Member (State s) effs shouldn't have any interaction with MonadState. All Member does is recurse down the effs list looking for the given key (as we can see by looking at the equations for FindElem).

andremarianiello commented 5 years ago

Hmm, I'm thinking back now, and I bet I probably tried adding UndecidableInstances to see if it would work, but I still got another error when I tried it. I'll have to go back and try it again. I'll post the results here when I do.

isovector commented 5 years ago

The originally given instance works with UndecidableInstances, and complains about the fundep without.

@ocharles' fails the fundep coverage, even with UndecidableInstances

andremarianiello commented 5 years ago

@isovector Thanks for checking that out.

ocharles commented 5 years ago

Oh right, yes, Member doesn't have a fun dep so of course it wouldn't work. Grumbles something about #14. The given instances above look reasonable then.

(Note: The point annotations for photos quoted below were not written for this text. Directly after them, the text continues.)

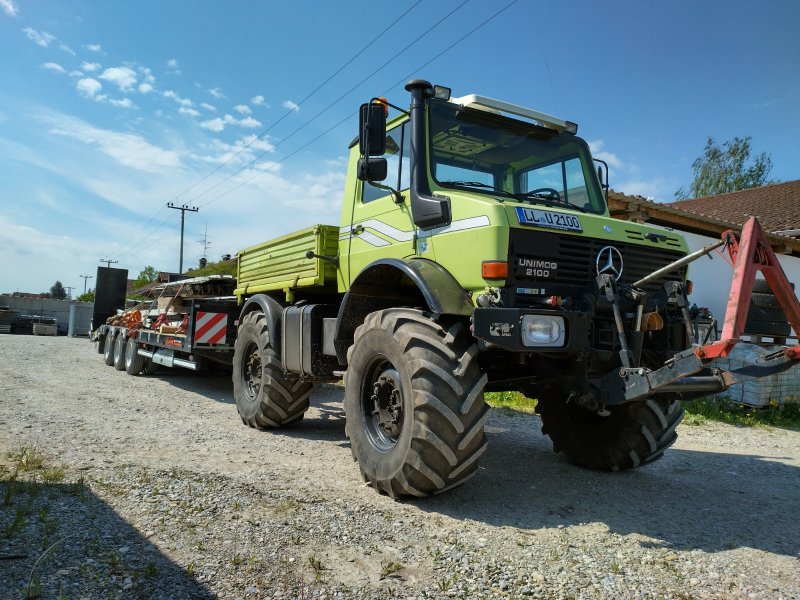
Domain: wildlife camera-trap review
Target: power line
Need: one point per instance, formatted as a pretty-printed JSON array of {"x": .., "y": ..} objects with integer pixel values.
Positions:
[
  {"x": 351, "y": 115},
  {"x": 324, "y": 110},
  {"x": 309, "y": 95}
]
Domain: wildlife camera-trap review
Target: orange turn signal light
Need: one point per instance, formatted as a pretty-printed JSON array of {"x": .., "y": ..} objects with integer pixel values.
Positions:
[{"x": 494, "y": 269}]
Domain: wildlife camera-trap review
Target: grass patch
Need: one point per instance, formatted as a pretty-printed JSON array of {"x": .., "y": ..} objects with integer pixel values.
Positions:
[
  {"x": 510, "y": 401},
  {"x": 700, "y": 411}
]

xaviershay commented 5 years ago

I wrote these freer wrappers for a couple of lens functions if useful to anyone:

import Control.Monad.Freer
import Control.Monad.Freer.State
import qualified Control.Lens

assign :: Members '[ State s ] effs => Control.Lens.ASetter s s a b -> b -> Eff effs ()
assign accessor value = get >>= put . Control.Lens.set accessor value

modifying :: Members '[ State s ] effs => Control.Lens.ASetter s s a b -> (a -> b) -> Eff effs ()
modifying accessor f = get >>= put . Control.Lens.over accessor f

(I know that's not the overall point of this ticket, but the above is what I was looking for when I ended up here.)